How to play the guitar in Void Linux

I started working as a sysadmin somewhat recently, since my work is to fight computers, I no longer enjoy fighting computers, so I had to find a new hobby. After trying to find a new hobby, I find myself being one of the guys from “The Kids Aren’t Alright” by The Offspring, because now I just play the guitar and smoke a lot of pot.

Normally, you’d connect a guitar to an amplifier so you can play it. But some of us, me included, live with unsuffriable family members who hate to see you happy and will complain about certain aromas or noise. So what you can do is to use your computer as an amplifier. To use this you’ll need some hardware:

  • An electric guitar
  • A sound card (I use the prodipe studio 22+ because a friend of mine sold it for a reasonable price and it’s a great soundcard)
  • Headphones that support 6.5 jack entries. I use Pioneer HDJ 1500 because my mom’s a DJ, with this model you can change between 3.5mm and 6.5mm at will. Pretty epic.
  • Everything else you need to play a guitar

Linux setup

I use Void Linux for autistic reasons. Playing the guitar just worked with the following setup. I could become Syd Barrett easily. But one day the JACK shat itself and pulseaudio became autistic. I could not find any solution to keep using Pulse Audio, which ended up in me discovering the best piece of software known to humankind: pipewire.

Pipewire is just a sound server like pulseaudio, with the difference that this one does not sucks ass cock and balls.

So basically, first you stop PulseAudio from starting at login, not so hard, just remove pulseaudio.desktop form /etc/xdg/autostart And then install pipewire and the necessary plugins.

# xbps-install pipewire pipewire-pulse libjack-pipewire alsa-plugins-jack cadence guitarrix tuxguitar

pipewire-pulse is a layer of compatibility of pipewire with pulseaudio, libjack-pipewire is a embeded jack server onto pipewire or something like this. Which is extremely epic in my opinion.
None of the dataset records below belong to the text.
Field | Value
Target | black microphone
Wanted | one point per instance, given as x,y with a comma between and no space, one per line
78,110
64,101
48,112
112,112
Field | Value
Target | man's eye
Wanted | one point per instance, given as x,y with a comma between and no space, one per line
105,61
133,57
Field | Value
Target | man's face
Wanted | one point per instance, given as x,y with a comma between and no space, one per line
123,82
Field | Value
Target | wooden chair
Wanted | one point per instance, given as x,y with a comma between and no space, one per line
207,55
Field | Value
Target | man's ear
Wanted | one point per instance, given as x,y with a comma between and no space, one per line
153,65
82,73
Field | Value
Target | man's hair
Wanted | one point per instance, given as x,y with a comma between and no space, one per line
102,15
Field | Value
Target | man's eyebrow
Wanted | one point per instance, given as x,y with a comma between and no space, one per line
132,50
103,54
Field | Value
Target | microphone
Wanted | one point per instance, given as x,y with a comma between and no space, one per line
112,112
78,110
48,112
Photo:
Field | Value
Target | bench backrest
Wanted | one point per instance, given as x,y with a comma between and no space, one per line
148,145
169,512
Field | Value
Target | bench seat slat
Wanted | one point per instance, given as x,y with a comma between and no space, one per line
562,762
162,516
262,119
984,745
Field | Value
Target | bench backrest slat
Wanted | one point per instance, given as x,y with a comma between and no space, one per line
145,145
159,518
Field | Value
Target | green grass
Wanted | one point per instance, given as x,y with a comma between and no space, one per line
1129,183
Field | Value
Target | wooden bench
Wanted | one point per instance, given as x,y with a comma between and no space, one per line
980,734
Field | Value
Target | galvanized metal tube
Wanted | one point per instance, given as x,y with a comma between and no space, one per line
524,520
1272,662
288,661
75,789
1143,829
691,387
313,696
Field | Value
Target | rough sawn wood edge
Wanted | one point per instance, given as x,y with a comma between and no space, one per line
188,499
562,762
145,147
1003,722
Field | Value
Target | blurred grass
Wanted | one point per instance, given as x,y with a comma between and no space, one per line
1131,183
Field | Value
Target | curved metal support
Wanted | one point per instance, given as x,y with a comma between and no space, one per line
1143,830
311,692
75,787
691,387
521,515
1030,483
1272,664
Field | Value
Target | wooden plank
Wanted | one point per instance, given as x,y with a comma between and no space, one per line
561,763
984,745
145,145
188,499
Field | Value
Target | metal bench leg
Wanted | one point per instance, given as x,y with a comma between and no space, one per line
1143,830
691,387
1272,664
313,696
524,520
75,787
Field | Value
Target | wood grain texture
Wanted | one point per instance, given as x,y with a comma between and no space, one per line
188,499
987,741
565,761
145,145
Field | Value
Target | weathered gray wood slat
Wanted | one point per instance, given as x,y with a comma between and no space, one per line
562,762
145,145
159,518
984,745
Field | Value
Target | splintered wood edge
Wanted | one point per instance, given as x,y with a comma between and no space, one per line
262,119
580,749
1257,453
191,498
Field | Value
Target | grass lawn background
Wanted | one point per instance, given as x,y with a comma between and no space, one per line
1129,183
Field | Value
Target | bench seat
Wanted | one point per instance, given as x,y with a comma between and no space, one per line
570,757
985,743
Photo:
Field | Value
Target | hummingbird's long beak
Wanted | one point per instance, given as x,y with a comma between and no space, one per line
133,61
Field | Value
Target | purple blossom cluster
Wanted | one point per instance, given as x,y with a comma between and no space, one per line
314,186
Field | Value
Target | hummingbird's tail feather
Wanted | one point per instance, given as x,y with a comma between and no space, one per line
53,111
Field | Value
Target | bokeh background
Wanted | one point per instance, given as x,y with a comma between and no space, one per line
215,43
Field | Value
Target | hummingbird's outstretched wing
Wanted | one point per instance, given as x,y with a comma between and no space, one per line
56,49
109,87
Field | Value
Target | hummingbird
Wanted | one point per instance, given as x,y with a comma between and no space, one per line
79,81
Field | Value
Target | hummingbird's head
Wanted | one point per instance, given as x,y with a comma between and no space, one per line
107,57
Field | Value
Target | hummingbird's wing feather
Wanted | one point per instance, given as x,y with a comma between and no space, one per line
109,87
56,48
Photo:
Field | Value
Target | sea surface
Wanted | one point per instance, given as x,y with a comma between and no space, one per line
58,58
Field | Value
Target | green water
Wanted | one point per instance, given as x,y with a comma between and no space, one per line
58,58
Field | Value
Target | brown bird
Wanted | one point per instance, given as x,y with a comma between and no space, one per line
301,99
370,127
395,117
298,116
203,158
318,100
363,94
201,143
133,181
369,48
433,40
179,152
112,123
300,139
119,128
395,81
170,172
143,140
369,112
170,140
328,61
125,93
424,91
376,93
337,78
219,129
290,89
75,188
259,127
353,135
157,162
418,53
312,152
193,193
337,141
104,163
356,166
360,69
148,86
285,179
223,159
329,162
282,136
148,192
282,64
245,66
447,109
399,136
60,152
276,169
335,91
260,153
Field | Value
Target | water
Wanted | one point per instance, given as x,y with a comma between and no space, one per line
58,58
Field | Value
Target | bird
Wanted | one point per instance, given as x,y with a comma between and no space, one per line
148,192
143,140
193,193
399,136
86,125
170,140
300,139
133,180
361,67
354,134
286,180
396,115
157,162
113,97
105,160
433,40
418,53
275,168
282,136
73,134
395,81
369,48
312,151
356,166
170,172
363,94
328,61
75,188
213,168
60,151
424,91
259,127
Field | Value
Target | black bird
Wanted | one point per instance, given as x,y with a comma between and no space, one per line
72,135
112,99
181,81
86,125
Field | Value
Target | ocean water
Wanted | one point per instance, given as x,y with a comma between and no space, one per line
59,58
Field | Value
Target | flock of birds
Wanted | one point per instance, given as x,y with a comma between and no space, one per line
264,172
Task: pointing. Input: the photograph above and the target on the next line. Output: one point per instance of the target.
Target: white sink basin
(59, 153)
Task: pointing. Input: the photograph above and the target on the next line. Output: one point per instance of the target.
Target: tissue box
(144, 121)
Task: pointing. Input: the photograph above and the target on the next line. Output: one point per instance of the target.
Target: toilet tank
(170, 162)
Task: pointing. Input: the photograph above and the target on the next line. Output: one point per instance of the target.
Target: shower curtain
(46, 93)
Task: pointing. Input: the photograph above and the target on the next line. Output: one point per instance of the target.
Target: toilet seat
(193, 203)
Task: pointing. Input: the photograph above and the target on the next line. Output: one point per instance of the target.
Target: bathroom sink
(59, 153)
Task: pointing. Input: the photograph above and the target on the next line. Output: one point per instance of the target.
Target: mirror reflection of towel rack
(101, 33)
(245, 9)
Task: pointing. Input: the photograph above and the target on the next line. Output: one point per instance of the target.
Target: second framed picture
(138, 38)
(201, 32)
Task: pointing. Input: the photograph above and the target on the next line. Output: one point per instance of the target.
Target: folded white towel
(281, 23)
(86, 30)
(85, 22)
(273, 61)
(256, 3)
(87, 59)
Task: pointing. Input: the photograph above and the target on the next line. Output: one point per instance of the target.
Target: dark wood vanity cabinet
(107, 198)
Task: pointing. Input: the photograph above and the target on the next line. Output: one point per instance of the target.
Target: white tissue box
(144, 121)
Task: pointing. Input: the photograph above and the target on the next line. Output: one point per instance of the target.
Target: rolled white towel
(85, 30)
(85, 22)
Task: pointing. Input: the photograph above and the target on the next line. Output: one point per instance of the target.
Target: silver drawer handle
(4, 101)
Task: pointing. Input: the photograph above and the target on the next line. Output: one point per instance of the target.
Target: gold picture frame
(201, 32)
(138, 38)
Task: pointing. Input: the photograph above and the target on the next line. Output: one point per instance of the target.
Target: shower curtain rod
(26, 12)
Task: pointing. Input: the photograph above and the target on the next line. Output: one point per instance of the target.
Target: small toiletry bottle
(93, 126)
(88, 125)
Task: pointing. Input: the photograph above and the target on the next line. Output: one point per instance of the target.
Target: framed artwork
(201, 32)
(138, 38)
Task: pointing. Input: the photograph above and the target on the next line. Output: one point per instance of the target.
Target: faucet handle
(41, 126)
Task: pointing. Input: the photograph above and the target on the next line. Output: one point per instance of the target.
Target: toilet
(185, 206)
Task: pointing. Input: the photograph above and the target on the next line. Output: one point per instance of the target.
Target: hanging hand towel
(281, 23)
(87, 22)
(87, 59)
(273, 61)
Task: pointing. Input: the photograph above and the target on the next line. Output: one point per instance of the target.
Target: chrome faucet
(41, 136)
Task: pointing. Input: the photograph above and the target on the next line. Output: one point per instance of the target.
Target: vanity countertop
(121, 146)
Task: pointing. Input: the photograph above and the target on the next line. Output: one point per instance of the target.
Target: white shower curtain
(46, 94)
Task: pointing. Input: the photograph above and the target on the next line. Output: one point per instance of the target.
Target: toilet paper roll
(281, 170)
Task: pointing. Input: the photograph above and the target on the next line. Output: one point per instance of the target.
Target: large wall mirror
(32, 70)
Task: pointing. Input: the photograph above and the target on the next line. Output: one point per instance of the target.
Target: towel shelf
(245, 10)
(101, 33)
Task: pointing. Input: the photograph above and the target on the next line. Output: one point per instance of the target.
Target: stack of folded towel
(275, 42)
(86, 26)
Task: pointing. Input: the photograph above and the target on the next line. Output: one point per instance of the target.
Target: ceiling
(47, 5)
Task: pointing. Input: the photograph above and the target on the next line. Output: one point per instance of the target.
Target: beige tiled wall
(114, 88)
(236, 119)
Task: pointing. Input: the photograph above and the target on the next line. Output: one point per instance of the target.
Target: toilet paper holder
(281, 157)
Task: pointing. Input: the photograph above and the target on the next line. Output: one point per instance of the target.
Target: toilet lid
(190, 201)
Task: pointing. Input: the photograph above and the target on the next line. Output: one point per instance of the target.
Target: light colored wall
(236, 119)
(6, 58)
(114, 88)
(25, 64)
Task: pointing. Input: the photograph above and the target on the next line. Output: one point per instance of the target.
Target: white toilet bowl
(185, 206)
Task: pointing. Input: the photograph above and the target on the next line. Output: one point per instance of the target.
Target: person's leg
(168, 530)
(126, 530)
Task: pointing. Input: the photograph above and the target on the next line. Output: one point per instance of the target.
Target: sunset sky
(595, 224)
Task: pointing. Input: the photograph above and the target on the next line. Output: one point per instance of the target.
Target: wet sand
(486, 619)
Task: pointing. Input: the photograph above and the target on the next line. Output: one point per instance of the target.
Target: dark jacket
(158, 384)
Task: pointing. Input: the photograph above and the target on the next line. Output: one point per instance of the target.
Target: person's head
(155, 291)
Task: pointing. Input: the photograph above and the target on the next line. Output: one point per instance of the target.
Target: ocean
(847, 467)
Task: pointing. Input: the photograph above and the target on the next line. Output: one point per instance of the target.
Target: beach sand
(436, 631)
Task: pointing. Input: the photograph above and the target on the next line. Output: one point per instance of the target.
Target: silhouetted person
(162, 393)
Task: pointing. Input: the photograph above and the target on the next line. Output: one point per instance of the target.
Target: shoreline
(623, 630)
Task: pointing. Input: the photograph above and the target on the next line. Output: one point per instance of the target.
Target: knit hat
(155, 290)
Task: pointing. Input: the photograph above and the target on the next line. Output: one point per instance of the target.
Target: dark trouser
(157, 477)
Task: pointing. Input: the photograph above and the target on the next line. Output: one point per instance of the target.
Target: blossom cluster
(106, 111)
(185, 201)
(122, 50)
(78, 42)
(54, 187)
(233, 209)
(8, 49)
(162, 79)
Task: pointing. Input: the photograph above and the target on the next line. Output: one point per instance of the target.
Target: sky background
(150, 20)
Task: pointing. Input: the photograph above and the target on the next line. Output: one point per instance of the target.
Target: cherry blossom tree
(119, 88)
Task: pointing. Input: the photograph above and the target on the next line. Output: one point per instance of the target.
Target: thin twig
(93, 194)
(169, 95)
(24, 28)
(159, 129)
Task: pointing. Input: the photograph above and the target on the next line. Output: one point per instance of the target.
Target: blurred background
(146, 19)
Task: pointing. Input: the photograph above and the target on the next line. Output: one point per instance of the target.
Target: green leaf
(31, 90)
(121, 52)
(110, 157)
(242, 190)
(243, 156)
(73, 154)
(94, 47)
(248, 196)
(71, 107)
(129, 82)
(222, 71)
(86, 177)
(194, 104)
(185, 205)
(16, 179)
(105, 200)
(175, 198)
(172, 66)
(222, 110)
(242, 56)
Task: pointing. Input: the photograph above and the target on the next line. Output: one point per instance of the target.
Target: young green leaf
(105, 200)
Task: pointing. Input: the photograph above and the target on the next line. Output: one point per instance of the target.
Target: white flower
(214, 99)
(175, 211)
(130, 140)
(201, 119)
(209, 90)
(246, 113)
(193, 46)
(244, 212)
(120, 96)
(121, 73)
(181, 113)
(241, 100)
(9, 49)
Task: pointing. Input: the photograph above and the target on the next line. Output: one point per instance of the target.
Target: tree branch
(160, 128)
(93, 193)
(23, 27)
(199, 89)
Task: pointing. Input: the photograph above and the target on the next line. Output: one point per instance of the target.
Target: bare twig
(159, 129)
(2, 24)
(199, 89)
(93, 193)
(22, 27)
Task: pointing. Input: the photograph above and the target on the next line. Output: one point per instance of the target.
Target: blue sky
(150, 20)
Cadence is a jack configurator (comes with more software you want to use). Guitarrix is a amplifier emulator and TuxGuitar is just a software that reads .gpx files so you can learn to play your favorite songs.

After installing pipewire, first you create autostarts to autostart pipewire and pipewire-pulse (in that order). To do this just do this:

ln -s /usr/share/applications/pipewire.desktop /etc/xdg/autostart/pipewire.desktop

Then manually create one startup option for pipewire-pulse in your DE configuration, if you’re using an autistic window manager like dwm you should know how to do this.

After adding those rules, log off and log in, and run pactl info it should output something like PulseAudio (on PipeWire 0.3.68) This basically means that your PulseAudio server is just PipeWire, you’re using pipewire but you can also use pipewire to work as pulseaudio, and jack.

Making the thing work

Alright, connect your 6.5 jack headphones to the sound card, plug the soundcard to the computer, change the audio output (through pavucontrol or anything) to the soundcard, play any song and you’ll know what a FLAC sounds like. Then you connect the guitar, play a few chords, and it sounds through the sound card (“the prodipe” from now on). So you’re almost ready. Now you have to use pipewire’s jack server to configure the audio flow. First open Guitarix and Catia with the following command:

$ pw-jack guitarix &
$ pw-jack catia &

This will launch Guitarix (guitar amplifier) and Catia, a software to plug and unplug audios through jack.

So you have to connect your guitar to Guitarix and then from Guitarix to the desired output, like this:


After that, just go to Guitarix and add enough effects so you sound like Alice in Chains. And have fun.